La literatura como descubrimiento


Lo bueno (y lo malo, dependiendo de la manera de pensar de cada quien) de la literatura es su infinitud, en términos prácticos. Entre los millones de libros ya escritos y los miles que se escriben cada año, es imposible que una persona asimile un porcentaje importante del patrimonio literario universal. Eso a la vez es deleite y frustración, pues vaya a saber uno cuáles joyas desconoce.

Uno de los placeres más grandes que me ofrece la literatura es el descubrimiento de un autor importante, o por lo menos de uno cuya obra sea deslumbrante ante mis ojos. Es la apertura de un universo repleto de personajes, parajes, obsesiones y reflexiones que a veces tienen el poder de funcionar como espejos, o cajas de resonancia de las propias. Es adentrarse en la mente de cada escritor, y maravillarse por su poder, expresado mediante la palabra. Últimamente he podido experimentar ese placer algunas veces. 2016, por ejemplo, fue el año de Foster Wallace, y la lectura de su obra máxima “La broma infinita”. Si debiera hacer un paralelismo, diría que obró sobre mí el mismo efecto que hizo en su tiempo la lectura de “Cien años de soledad”, por mucho que hoy en día me sienta distante de la literatura del Gabo. 2019, en cambio, está siendo el año de Sándor Márai. Estoy leyendo el cuarto libro, y todos me han dejado maravillado, y admirado por el enorme conocimiento del ser humano que demuestra el húngaro en su obra. Tanto en sus novelas como en sus diarios, Márai no deja de dar testimonios sobre su visión del mundo y de los hombres que lo pueblan, hurgando hasta el hueso para dejar al descubierto sus motivaciones para hacer lo que hacen.

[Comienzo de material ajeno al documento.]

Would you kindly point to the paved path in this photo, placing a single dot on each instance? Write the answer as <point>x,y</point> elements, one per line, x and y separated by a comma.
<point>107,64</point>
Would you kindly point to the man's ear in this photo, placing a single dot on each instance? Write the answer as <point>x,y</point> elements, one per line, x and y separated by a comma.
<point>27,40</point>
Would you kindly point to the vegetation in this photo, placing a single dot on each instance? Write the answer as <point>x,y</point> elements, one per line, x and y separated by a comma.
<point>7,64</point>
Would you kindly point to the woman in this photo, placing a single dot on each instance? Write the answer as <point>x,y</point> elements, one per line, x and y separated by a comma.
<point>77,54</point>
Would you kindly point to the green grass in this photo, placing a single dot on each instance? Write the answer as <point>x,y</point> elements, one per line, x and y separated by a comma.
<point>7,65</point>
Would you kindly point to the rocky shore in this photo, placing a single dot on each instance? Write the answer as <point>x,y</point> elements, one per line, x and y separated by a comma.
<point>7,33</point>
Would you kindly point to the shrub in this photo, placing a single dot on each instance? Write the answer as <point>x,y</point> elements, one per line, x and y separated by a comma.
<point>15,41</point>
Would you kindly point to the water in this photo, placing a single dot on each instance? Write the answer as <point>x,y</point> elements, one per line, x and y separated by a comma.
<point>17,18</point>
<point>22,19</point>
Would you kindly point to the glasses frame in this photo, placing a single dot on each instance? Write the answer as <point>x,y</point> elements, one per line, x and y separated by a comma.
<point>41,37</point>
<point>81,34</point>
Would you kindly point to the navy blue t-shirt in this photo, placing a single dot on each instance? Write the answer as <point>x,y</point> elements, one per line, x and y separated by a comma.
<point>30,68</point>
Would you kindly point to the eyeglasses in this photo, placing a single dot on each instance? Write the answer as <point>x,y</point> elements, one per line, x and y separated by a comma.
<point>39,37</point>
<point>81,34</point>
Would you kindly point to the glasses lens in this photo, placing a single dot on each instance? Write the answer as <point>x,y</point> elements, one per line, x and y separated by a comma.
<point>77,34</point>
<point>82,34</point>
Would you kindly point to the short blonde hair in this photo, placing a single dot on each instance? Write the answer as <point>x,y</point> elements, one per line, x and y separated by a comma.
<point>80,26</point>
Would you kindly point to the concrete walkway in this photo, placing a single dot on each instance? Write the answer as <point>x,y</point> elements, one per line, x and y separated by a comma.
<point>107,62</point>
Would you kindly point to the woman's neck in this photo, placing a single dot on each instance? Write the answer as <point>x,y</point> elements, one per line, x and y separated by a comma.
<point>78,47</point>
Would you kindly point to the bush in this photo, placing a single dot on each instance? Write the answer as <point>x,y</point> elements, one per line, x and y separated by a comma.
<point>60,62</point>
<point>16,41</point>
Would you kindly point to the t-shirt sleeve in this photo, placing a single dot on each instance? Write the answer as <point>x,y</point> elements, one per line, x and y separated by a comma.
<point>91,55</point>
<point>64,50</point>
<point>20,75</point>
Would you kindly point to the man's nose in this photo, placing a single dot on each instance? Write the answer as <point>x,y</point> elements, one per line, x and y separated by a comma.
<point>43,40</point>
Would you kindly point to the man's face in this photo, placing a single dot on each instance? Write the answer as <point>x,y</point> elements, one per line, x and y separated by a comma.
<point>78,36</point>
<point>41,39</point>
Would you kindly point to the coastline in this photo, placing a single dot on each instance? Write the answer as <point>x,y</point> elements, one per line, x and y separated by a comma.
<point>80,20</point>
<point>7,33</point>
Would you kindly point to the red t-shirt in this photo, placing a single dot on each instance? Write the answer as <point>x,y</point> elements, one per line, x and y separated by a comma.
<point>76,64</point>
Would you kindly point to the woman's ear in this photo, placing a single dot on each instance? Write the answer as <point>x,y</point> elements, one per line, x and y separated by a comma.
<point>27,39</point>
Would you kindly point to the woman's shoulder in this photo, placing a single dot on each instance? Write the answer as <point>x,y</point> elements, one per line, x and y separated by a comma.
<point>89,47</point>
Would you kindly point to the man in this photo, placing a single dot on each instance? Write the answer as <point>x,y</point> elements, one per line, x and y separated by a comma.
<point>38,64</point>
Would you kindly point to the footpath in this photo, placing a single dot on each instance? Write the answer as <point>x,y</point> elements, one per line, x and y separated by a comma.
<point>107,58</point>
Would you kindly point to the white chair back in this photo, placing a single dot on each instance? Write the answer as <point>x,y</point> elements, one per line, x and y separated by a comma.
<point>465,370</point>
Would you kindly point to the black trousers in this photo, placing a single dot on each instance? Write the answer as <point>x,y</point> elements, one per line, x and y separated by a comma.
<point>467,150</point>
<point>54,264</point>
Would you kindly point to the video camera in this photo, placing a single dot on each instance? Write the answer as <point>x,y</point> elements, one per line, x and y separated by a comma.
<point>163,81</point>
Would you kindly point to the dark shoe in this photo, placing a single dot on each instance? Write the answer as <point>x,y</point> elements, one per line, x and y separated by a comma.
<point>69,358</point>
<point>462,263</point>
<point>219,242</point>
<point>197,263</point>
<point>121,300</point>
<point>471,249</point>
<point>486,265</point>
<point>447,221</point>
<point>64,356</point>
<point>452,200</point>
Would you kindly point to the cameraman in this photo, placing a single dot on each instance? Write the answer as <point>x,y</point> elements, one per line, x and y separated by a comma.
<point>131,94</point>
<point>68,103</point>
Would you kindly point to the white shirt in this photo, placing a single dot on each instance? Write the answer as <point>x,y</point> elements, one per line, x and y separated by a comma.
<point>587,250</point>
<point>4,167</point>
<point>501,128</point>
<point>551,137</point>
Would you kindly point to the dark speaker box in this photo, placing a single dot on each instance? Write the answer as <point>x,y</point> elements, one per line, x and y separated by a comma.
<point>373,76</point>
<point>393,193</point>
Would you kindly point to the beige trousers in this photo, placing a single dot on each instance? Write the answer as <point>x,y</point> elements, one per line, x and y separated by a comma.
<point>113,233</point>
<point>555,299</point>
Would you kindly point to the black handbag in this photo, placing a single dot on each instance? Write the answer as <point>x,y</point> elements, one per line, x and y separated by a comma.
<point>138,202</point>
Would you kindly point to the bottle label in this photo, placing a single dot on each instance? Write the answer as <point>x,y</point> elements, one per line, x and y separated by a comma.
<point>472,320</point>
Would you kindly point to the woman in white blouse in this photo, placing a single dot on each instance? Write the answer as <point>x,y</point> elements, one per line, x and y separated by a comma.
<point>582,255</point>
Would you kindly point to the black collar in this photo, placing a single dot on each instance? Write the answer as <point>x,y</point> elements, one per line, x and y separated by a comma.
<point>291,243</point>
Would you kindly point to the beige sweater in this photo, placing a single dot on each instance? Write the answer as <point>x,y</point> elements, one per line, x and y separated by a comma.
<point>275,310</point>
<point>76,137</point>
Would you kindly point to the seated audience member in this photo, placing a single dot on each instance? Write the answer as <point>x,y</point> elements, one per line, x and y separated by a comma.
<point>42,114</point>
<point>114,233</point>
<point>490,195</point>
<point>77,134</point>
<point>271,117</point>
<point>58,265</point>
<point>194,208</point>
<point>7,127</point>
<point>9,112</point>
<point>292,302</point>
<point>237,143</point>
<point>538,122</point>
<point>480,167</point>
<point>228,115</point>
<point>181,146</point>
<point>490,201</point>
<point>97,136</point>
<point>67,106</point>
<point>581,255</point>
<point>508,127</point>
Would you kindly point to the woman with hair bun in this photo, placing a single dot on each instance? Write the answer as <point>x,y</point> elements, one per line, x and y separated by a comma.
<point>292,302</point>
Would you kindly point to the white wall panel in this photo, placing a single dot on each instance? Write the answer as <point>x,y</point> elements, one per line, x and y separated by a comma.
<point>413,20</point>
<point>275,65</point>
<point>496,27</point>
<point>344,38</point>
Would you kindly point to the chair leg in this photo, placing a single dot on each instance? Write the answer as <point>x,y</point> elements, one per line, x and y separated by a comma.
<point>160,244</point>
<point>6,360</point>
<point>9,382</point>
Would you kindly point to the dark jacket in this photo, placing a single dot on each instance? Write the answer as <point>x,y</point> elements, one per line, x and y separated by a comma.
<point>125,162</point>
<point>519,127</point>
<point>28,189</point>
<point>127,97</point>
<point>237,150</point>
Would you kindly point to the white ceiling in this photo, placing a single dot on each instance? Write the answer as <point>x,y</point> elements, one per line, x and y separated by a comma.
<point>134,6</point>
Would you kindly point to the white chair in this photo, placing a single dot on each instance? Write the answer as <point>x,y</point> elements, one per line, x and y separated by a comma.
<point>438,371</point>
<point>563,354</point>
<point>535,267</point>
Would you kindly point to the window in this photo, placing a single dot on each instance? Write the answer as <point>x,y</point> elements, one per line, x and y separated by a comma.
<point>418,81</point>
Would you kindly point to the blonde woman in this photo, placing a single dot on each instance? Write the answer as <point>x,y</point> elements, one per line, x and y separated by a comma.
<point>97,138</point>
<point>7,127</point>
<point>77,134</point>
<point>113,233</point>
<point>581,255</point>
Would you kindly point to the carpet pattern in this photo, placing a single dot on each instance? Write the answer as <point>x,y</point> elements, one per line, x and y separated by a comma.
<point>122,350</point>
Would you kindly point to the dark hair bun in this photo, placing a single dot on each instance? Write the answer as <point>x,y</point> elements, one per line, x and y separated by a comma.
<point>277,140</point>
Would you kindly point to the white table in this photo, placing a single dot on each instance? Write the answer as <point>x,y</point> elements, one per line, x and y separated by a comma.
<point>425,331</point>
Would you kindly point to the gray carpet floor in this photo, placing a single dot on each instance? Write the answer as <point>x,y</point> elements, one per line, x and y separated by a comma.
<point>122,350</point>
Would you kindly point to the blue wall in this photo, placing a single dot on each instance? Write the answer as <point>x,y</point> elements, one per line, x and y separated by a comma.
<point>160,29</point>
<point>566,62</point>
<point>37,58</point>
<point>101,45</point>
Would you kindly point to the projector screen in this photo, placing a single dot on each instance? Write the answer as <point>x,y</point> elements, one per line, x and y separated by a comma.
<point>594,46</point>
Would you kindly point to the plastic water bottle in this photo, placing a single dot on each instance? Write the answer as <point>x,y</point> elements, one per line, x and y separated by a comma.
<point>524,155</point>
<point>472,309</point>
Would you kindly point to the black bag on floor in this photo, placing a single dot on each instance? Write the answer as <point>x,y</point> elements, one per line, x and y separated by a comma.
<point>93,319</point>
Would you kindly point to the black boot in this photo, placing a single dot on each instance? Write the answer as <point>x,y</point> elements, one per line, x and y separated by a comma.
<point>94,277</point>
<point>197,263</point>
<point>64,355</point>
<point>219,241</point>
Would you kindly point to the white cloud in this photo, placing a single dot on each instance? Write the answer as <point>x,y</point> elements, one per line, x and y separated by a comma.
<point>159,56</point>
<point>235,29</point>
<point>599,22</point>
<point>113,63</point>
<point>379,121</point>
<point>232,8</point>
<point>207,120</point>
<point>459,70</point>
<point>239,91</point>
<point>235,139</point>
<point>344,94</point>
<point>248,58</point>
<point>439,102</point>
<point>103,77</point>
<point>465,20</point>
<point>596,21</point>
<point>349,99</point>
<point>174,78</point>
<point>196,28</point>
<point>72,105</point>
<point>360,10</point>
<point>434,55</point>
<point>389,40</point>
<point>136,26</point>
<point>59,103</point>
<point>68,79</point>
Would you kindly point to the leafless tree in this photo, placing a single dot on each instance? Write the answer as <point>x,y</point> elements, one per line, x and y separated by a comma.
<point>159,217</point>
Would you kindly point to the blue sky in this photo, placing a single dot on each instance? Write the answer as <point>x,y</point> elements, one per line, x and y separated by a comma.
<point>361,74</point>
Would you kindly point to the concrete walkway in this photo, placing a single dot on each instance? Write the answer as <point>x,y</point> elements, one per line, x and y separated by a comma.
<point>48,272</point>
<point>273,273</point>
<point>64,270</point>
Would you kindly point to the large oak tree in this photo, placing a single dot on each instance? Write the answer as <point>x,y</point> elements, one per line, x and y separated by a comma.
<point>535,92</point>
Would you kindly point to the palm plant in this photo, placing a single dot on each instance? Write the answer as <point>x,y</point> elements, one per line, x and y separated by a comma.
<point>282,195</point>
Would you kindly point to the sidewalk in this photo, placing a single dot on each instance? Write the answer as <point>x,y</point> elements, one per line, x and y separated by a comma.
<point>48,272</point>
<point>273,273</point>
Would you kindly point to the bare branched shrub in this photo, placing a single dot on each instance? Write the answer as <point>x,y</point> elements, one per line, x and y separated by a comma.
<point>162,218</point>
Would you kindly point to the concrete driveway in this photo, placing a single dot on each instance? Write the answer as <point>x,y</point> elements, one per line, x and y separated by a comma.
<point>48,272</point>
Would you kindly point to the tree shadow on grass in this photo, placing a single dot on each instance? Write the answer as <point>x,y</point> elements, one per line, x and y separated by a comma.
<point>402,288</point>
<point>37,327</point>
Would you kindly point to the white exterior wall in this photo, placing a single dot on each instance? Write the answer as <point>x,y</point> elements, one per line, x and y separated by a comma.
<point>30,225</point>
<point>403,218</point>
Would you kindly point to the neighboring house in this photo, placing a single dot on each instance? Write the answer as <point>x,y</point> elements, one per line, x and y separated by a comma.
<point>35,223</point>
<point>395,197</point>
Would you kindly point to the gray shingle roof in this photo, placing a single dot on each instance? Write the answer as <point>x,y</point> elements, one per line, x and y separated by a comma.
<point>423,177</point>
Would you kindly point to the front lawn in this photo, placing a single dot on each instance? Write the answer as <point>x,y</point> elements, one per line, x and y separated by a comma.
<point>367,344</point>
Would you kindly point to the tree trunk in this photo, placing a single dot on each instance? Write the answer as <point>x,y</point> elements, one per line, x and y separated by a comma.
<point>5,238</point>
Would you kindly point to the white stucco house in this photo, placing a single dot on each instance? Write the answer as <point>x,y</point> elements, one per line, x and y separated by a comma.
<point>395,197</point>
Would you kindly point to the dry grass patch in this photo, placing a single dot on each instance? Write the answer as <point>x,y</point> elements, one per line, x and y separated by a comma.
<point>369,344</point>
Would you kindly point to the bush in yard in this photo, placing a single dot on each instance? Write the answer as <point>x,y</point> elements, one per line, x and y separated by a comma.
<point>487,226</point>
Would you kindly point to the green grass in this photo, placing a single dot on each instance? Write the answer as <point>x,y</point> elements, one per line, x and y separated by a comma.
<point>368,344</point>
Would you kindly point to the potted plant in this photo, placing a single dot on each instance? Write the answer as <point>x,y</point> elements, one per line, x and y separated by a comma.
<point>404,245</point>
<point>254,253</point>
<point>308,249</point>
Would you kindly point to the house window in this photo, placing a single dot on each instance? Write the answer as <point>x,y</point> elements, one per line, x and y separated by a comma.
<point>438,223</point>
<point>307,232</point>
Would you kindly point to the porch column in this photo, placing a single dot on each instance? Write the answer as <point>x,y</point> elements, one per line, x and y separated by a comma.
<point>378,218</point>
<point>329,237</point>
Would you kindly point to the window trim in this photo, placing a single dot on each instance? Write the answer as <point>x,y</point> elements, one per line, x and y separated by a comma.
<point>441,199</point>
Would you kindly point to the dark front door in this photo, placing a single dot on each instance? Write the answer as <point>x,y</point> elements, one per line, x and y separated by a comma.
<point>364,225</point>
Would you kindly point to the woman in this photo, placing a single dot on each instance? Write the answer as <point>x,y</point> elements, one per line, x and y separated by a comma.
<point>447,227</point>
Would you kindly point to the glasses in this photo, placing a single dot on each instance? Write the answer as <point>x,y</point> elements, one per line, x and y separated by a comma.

Uno puede estar de acuerdo o no con él, pero no puede negar su maestría y su oficio. Un grande, definitivamente.

La literatura no salva de nada, pero entretiene. Espero con fruición los descubrimientos que me esperan el próximo año.   

lunes, 11 de noviembre de 2019

Caldo negro



Durante el desayuno, le cuento a Mary el sueño que tuve justo antes de despertar: estábamos en un carro, conducido por la prima Miriam Nikken. Era la mañana del 16 de noviembre, e íbamos hacia la marcha. Llovía copiosamente. Pasábamos por la trinchera de la Libertador, y veíamos apostados, encima de los puentes, varios GN con sus armas de reglamento. De pronto circulábamos por El Rosal, en una de sus avenidas principales, presumiblemente la Venezuela, y unas cuatro mujeres cruzaron de manera repentina frente a nuestro carro, como huyendo. La lluvia arreciaba, y se formó una especie de río en la avenida. Sobre aquel río vimos flotar a una señora, arrastrada por la fuerza del agua, que terminó recalando en una zanja que tenía el asfalto al lado de una esquina, y desapareciendo en ella. Le dije a Miriam que se detuviera, y me bajé a auxiliar a la mujer. La ayudé a salir de la zanja, y cuando estuvo de pie, le pregunté: “¿Señora, qué tiene?” “Caldo negro en el estómago”.
A Mary le intrigó lo del caldo negro, y buscó su significado en Wikipedia. Esto es lo que halló:

"El caldo negro (en griego antiguo μέλας ζωμός, melas zomós) o sopa negra era un plato tradicional espartano hecho con sangre, vino y vísceras; ascendido a símbolo de la frugalidad de las costumbres espartanas, y la comida fundamental consumida en la sisitia (comida colectiva de los espartanos).
En realidad la traducción ‘caldo negro’ no refleja plenamente el significado del término griego, que más literalmente designa una ‘sopa negra’: se trataba en realidad de un guiso de carne de cerdo, oscurecido por la adición de sangre y vino. Aunque no se ha conservado receta alguna de este plato, se cree que incluía también vinagre, para que actuase como emulsificante evitando que la sangre del cerdo se coagulara durante la cocción.
Según la leyenda, un hombre de Sibaris, una ciudad del sur de Italia famosa por su lujo y glotonería, dijo tras probar el caldo negro que entendía por qué los espartanos estaban tan dispuestos a morir.
Plutarco, en la Vida de Licurgo, cuenta que un rey del Ponto, tras haber oído hablar de esta famosa sopa y sintiendo curiosidad, hizo traer a un cocinero espartano para que lo preparase. Al probarlo lo encontró pésimo, diciéndole entonces el cocinero que para disfrutarlo plenamente era necesario bañarse primero en el Eurotas(el río del Peloponeso que pasa por Esparta), lo que significaba que había que apreciar las costumbres y tradiciones espartanas, adaptándose a un estilo de vida simple y esencial.
El mismo Plutarco cuenta que los ancianos espartanos no comían carne (que se dejaba a los jóvenes), prefiriendo alimentarse casi exclusivamente de caldo negro.
Ateneo ejemplifica la decadencia de Esparta señalando que los cocineros, acostumbrados a elaborar salsas refinadas, ya no eran capaces de preparar el caldo negro".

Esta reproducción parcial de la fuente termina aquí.